In the realm of organic chemistry, understanding the fundamental properties and synthesis methods of key intermediates is crucial for developing efficient and innovative chemical processes. O-tert-Butyl-L-serine, known by its abbreviation H-Ser(tBu)-OH and identified by CAS number 18822-58-7, is one such compound that warrants detailed examination. As a protected amino acid derivative, its chemical characteristics and synthesis pathways are fundamental to its wide applicability in fields ranging from pharmaceuticals to materials science.

The molecular structure of H-Ser(tBu)-OH is derived from L-serine, featuring an alpha-amino group, a carboxyl group, and a side chain containing a hydroxyl group protected as a tert-butyl ether. Its chemical formula is C7H15NO3, with a molar mass of approximately 161.2 g/mol. Typically appearing as a white powder, it exhibits good solubility in water and common organic solvents, which facilitates its use in various reaction environments. The presence of the tert-butyl group not only shields the hydroxyl functionality but also influences the compound's solubility and reactivity profile, making it distinct from unprotected serine.

The synthesis of H-Ser(tBu)-OH generally involves the protection of the hydroxyl group of L-serine. One common method is the reaction of L-serine with isobutylene or tert-butyl alcohol under acidic conditions, often utilizing catalysts to promote the etherification. Alternatively, L-serine can be first N-protected (e.g., with Fmoc or Boc groups), followed by the tert-butylation of the hydroxyl group, and then subsequent removal of the N-protecting group if the free amine form is desired. Manufacturers invest in optimizing these synthetic routes to ensure high yields, purity, and cost-effectiveness when producing this intermediate for sale.

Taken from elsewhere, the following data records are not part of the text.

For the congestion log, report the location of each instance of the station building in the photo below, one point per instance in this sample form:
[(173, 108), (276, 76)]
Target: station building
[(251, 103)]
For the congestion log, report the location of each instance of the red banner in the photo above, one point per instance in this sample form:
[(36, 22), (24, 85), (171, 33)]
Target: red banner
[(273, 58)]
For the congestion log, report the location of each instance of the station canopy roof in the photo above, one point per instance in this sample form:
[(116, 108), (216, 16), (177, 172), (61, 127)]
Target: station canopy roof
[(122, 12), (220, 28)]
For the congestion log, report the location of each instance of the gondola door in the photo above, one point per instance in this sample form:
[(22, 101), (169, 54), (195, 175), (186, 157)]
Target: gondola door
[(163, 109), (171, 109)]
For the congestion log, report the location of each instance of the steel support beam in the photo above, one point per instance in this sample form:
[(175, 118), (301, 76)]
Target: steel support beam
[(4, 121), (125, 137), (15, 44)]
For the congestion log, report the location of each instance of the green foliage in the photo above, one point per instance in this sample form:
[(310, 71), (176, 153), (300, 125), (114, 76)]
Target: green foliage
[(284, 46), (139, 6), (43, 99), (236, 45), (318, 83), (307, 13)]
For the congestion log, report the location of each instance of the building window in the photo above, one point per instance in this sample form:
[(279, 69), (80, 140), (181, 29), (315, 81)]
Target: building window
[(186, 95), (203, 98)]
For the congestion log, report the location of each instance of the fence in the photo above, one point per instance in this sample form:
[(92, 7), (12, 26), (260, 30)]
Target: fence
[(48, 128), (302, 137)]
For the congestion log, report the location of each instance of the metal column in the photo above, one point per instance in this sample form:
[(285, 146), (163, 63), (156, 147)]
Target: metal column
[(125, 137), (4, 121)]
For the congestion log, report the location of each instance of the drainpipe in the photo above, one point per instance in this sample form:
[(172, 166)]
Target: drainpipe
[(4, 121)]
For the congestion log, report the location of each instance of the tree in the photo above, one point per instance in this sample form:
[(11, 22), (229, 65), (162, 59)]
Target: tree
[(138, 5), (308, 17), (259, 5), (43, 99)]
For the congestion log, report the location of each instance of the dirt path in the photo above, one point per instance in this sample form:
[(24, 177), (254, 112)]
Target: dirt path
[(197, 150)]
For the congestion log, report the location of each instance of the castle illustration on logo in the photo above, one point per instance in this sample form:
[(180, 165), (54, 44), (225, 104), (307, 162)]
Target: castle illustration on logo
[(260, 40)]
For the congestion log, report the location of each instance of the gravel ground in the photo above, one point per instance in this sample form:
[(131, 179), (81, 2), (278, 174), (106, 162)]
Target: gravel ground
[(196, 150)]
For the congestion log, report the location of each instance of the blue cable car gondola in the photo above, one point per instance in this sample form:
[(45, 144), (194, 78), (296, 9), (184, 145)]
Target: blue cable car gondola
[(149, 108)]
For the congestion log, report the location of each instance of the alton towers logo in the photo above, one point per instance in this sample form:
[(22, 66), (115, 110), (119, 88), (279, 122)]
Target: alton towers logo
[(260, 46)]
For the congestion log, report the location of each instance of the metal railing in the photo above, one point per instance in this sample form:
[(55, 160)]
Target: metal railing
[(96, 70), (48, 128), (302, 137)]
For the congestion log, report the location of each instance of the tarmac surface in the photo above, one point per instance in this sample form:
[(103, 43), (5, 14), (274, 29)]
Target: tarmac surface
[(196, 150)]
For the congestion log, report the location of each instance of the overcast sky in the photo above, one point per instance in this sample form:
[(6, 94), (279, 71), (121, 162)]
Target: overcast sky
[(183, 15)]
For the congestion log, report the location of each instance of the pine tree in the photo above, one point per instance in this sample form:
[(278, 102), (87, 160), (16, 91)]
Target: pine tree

The chemical properties of H-Ser(tBu)-OH make it an invaluable component in further chemical transformations. The tert-butyl ether is relatively stable to basic conditions, mild acidic conditions, and many nucleophilic reagents, which is essential during multi-step synthesis. However, it can be readily cleaved using strong acids like trifluoroacetic acid (TFA) or HCl in organic solvents, regenerating the free hydroxyl group of serine. This selective deprotection capability is key to its utility in building complex molecular structures, especially in the synthesis of peptides and pharmaceuticals where precise control over functional group exposure is critical.

When considering the purchase of H-Ser(tBu)-OH, understanding these chemical properties and synthesis methods provides valuable insight for procurement managers and chemists. Knowing how the compound is made and its stability characteristics helps in evaluating supplier quality and ensuring the intermediate performs as expected in downstream applications. Exploring different suppliers who can offer this compound ensures access to reliable and well-characterized materials for chemical manufacturing and research.

In essence, O-tert-Butyl-L-serine (H-Ser(tBu)-OH) is a product of specific chemical design, engineered for enhanced utility in synthesis. Its chemical properties, particularly the protected hydroxyl group, and established synthesis routes underscore its importance as a versatile intermediate. Understanding these aspects empowers chemists and procurement professionals to effectively utilize and source this critical compound.